Digital production platform aims to make steel production more sustainable and energy-efficient
Ambition and specific objectives
The transition to low carbon and eco-friendly steel production in Europe requires a significant transformation of the steelmaking processes, particularly the introduction of new steelmaking routes. There is a clear need for enablers to plan and manage this revolution and ensure sustainable steel production. In this context, the steel production requires breakthrough technologies to reduce its environmental footprint as close to zero as possible. Additionally, a seamless digitalisation of the production processes and skilled personnel are necessary to support and comprehend the transformation process. DiGreeS will tackle these challenges by implementing an integrated digitalisation approach throughout the steel value chain, to enable an enhanced use of the industrial data collected along the process chain and ensuring the uptake of human experiences for easier industrial integration. The aim of DiGreeS is to develop a user-friendly digital platform for networked production based on novel and soft sensors as well as related approaches and models, which will be demonstrated in three individual use cases targeting different segments of the steel value chain. Within DiGreeS comprehensive digital twins will be developed to support the efficient feedstock verification and real-time control of the crude steel (CS) production with the electric arc furnace (EAF) and to increase the process yield while improving the quality of intermediate and final steel products. In this context, the potential of artificial intelligence (AI) and machine learning (ML) technologies will be fully exploited to support the optimal use of process data, and various scenarios specific to each use case (UC) will be modelled. Consequently, DiGreeS will apply digitalisation solutions to improve the product quality of CS and final products, to enhance the raw material and energy efficiency of the steel production process, and thus to increase the circularity and reduce the CO2 emissions of steel production.
- These aforementioned challenges will be tackled through the following specific objectives:
- Development of a data ecosystem for planning and process management that increases the data availability across the steel supply chain
- Integration of novel sensor technologies combined with digital process models for real-time process monitoring and prediction of process conditions (e.g. slag parameters), as well as control and optimization of process parameters, including forecasting energy requirement and product quality
- Tracking of relevant process and material information across the entire process chain for synergetic process optimizations with improved database
- Feedstock characterisation of HMS through cutting-edge sensors, inline sensor and machine control-data feeding digital process models
- Establishment of decision support tools to support operators and process experts
Use cases along the steel value chain
The UC1 is focused on the heavy melting scrap (HMS) verification.

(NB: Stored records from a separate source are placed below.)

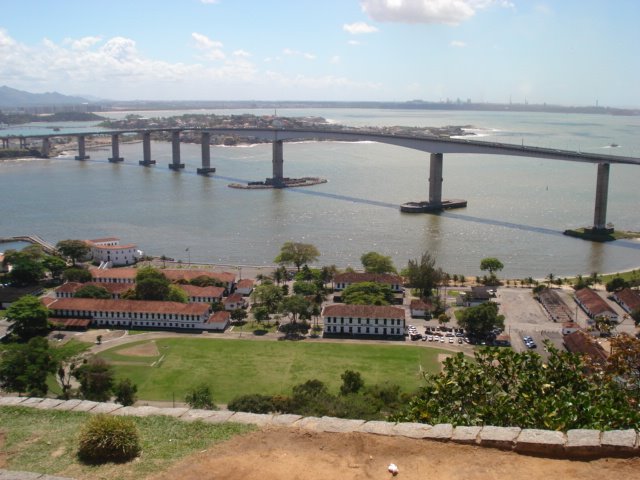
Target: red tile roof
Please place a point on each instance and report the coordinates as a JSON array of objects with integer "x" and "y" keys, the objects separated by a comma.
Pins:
[
  {"x": 195, "y": 291},
  {"x": 593, "y": 302},
  {"x": 245, "y": 283},
  {"x": 357, "y": 277},
  {"x": 363, "y": 311},
  {"x": 219, "y": 317},
  {"x": 133, "y": 306}
]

Currently, the HMS characterisation is based on visual inspection by experienced employees and random sample spectroscopic analysis with handheld X-Ray fluorescence. An improved and reliable scrap characterisation is needed to allow operator-friendly sorting and better separation to reduce impurities in the targeted steel heat.
UC2 focuses on optimising the production of crude steel by EAF. Currently, the process control of the scrap-based EAF is highly empirical, relying mainly on the individual skills of the operators and on fixed operating patterns, but not on real-time measured process data, making the current process inefficient in terms of material and energy. An innovative solution is needed to monitor and control sustainability of the running process conditions, to set up countermeasures to stay into the optimal process window.
UC3 is focused on the quality assurance of semi-finished products particularly steel sheets, and the optimisation of the process parameters. The current process control is based on long-term system behaviour, lacks regular updates and doesn't consider changes in the production system or inline sensor data, and the final quality of the product is determined after its levelling, blanking and annealing. Around 4% of the steel sheets need to be reworked (levelling and annealing), that leads to up to 20% of additional plant utilization because a rework of plate material is significantly more time consuming than the processing of the coil material. A new approach is needed to optimise the levelling process using data from previous process steps, as well as predicting final product quality before annealing, to reduce the re-work by half (down to 2%).
Impact
Various scenarios will be modeled for three different use cases: The innovative digitalization solutions used are intended to increase the product quality of the steel products, the raw material and energy efficiency of the manufacturing process and thus increase their recyclability. At the same time, the digital platform aims to reduce the steel industry's CO2 emissions by up to 6 million tons per year and save annual costs of up to €800 million.